Your Customer Database Is Not Your Asset. Permission Is
- Andrew Goldstein
- May 26
- 5 min read
AI won't save your CRM strategy if your customers are quietly switching you off. Right now, businesses are pouring money into AI. AI subject line testing, AI-generated content, AI recommendations, AI personalisation engines and every new capability promising improved customer experience and greater efficiency. And to be fair, anything that creates a better experience while improving operational efficiency is a positive thing. But there is one small problem. There is absolutely no point investing heavily in AI if customers no longer want to hear from you.
Gmail alone has approximately 1.8 billion active users globally, and roughly 25–30% of email opens occur within Gmail environments. While CRM and Email teams spend months debating subject lines, send times, creative design, AI-generated content and campaign optimisation, Gmail sits quietly in the background making its own decisions about customer engagement. In some situations, Gmail may even ask customers a very simple question: "Are you still interested in hearing from this brand?" That should make every CRM and Marketing team stop and think for a moment. Behind every customer record inside a CRM platform sits something significantly more valuable than an email address. Permission.

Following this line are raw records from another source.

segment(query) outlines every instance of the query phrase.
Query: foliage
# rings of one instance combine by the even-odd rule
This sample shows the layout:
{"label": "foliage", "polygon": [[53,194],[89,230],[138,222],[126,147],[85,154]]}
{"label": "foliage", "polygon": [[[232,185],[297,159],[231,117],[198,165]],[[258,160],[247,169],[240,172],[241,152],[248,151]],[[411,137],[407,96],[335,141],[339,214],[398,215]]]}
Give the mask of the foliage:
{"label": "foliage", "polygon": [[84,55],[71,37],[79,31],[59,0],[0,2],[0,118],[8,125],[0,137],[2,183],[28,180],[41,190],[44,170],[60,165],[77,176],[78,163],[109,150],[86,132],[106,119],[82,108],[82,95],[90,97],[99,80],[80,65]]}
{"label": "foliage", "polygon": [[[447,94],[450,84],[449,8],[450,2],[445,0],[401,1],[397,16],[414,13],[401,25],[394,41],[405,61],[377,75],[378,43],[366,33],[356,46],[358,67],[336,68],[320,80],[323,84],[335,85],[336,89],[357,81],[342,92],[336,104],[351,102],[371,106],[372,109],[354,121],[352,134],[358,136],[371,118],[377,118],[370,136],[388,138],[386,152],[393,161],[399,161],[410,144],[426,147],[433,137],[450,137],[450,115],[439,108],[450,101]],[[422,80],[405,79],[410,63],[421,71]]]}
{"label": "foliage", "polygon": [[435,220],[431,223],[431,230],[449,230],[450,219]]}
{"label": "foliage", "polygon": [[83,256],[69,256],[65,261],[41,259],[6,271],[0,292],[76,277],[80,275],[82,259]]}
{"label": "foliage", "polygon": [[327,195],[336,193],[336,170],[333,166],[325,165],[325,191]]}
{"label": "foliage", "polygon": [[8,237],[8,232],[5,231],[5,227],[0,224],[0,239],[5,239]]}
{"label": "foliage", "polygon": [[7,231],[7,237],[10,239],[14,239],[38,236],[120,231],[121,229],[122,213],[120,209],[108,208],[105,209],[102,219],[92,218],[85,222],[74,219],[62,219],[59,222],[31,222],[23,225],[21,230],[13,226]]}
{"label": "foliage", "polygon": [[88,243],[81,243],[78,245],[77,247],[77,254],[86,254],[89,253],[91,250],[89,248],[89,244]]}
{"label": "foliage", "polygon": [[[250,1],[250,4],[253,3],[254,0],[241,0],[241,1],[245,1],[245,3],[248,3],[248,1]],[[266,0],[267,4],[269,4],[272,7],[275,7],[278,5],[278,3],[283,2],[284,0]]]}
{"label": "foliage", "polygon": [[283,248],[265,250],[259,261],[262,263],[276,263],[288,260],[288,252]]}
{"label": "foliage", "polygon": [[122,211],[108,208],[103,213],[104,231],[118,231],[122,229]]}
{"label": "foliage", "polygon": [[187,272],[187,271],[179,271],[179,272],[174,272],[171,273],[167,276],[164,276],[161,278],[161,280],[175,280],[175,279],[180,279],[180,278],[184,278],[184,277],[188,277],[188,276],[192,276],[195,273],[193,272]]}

Most businesses think of permission as a legal requirement or a box ticked on a sign-up form. Something needed to satisfy privacy obligations or compliance requirements. Permission is much more than that. Permission is access. Permission is opportunity. Permission is the ability to continue participating in a customer's decision-making process. The moment a customer gives you permission to communicate with them, they are effectively giving your brand access to a future relationship. They're allowing you to continue educating them, influencing them, reminding them, helping them discover products and services and ultimately creating future opportunities to drive value. The problem is that many organisations do not attach a financial value to that permission. Instead, they measure unsubscribes as a simple percentage"Our unsubscribe rate was only 0.3%." On the surface that sounds harmless. What if those customers represented hundreds of thousands of dollars in future revenue potential? What if they would have made additional purchases over the next 12–24 months? What if they would have moved from occasional buyers into highly engaged customers? What if they were future advocates who would refer friends and family? Suddenly an unsubscribe is no longer just a percentage on a dashboard. It becomes a lost commercial asset and lost future opportunity.

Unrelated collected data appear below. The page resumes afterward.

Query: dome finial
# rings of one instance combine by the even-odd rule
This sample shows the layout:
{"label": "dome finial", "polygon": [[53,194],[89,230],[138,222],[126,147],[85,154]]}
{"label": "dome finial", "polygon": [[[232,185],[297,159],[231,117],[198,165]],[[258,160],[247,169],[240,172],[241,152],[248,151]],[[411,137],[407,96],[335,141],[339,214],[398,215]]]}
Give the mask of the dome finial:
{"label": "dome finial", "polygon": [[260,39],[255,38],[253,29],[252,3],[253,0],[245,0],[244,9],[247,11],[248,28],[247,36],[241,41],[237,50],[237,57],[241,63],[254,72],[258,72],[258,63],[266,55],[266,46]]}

CRM isn't only concerned with what customers did yesterday. CRM should care deeply about what customers may do tomorrow. This is also one of the reasons organisations need to be careful when looking purely at campaign metrics and attributed revenue. An email may appear successful because revenue was attributed back to it, but customer behaviour is rarely influenced by a single touchpoint. Customers may have seen a paid social ad, received an SMS, interacted with a loyalty offer or simply been responding to a major promotion or discount that was running at the time. The risk is that organisations can sometimes see strong campaign performance and continue increasing communication volume without fully considering the longer-term impact on customer attention and permissions. Short-term results are important, but not at the expense of future customer value.
They’re a number of engagement signals that often increase risk. Customers showing little or no interaction over a 30–90 day period, customers repeatedly ignoring communications, extended periods of inactivity or negative signals such as spam complaints can all indicate increasing disengagement. Importantly, these are not fixed rules. Customer behaviour varies significantly by brand, category and communication strategy. However, they provide useful indicators that it may be time to reconsider how you are communicating with that audience. This is where strategy becomes more important than volume.

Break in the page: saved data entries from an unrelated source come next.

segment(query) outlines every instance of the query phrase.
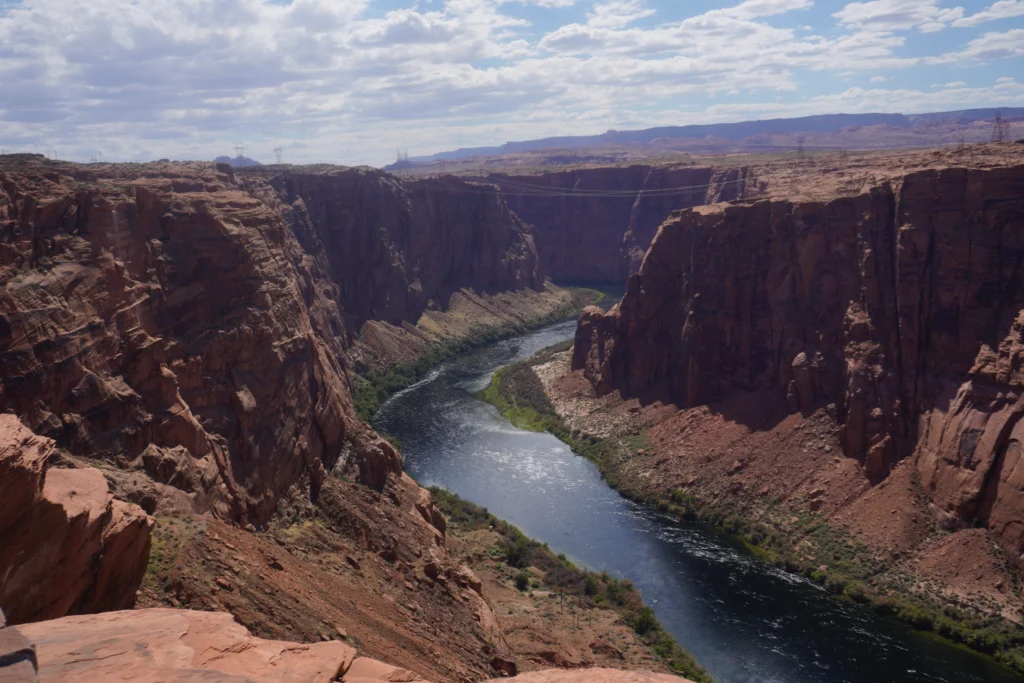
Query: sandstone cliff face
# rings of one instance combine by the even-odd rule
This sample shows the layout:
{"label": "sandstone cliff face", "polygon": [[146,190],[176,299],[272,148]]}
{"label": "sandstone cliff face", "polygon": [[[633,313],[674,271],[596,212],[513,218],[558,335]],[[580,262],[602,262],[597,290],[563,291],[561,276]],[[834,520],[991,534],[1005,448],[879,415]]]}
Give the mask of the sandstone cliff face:
{"label": "sandstone cliff face", "polygon": [[354,326],[543,285],[493,186],[434,182],[7,158],[0,408],[145,473],[150,510],[184,494],[260,525],[336,466],[381,489],[401,460],[355,418]]}
{"label": "sandstone cliff face", "polygon": [[0,415],[0,609],[14,624],[135,604],[153,522],[95,469],[55,469],[50,439]]}
{"label": "sandstone cliff face", "polygon": [[[673,210],[742,199],[756,185],[745,168],[686,166],[490,177],[516,215],[536,227],[548,274],[579,283],[624,282]],[[581,196],[563,196],[570,192]]]}
{"label": "sandstone cliff face", "polygon": [[239,175],[279,207],[303,249],[339,287],[350,328],[415,323],[467,287],[541,291],[528,225],[493,185],[452,177],[401,181],[368,169]]}
{"label": "sandstone cliff face", "polygon": [[622,302],[583,315],[573,367],[684,406],[744,390],[774,391],[776,418],[831,406],[872,481],[914,455],[940,516],[1016,557],[1022,228],[1022,167],[676,213]]}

So what would I actually do? I would start by treating permissions and customer attention as finite assets rather than unlimited inventory. If customers have not interacted with communications for around 30 days, I would revisit the contact strategy rather than automatically continuing with business-as-usual campaign volumes. This doesn't necessarily mean stopping communication entirely, but it may mean reducing frequency and becoming significantly more selective with content. Major sales moments, highly personalised recommendations, category-specific content or communications with a very high likelihood of relevance become more important. The objective should be to get the channel active again rather than simply increase volume. As inactivity moves into the 60–90 day range, I would consider a further reduction in contact frequency and potentially limit the number of customer journeys or flows they receive. Many businesses continue layering abandoned browse journeys, promotional campaigns, product recommendations and numerous triggered messages on top of one another without considering cumulative fatigue. At this stage, every communication should have a very deliberate purpose. For customers who have shown little interaction over 90–120 days, I would start asking a different question: Are they still shopping? Have they shifted categories? Have they moved channels? Or have they simply disengaged from email itself?
This is where more deliberate re-engagement activity becomes valuable. Preference updates, win-back initiatives or asking customers what they actually want to hear about can often be more effective than repeatedly pushing offers. As customers move into longer periods of inactivity, communication becomes less about frequency and more about significance. Major brand moments, major sales events or highly differentiated offers may be the only interactions worth sending. After a certain point, I actually think it is perfectly acceptable to test the waters. Not because you want to force an unsubscribe, but because clarity has value. I'd rather know I have an engaged audience than maintain the illusion of having a large audience. Because there is a very significant difference between having one million customers sitting inside a database and having one million customers who actually want to hear from you.
The irony is that CRM and Email teams often spend enormous amounts of time optimising AI content, subject lines, send times, creative layouts and button colours while inbox providers are sitting quietly in the background making their own decisions about customer relationships and this extends well beyond email. SMS, WhatsApp and push notifications can become even more sensitive because of how personal and intrusive they can feel. Contact strategy becomes increasingly important as channels move closer to the customer. At the end of the day, any permission to contact a customer has value.
Before pursuing the next AI capability, I would ask one question: Are we optimising content, or are we protecting the future value of the audience itself? Because CRM has never been a volume game. It's a balance between communication volume, unsubscribe risk and long-term customer value. Sometimes the most important optimisation isn't AI at all. It's ensuring customers still want to listen.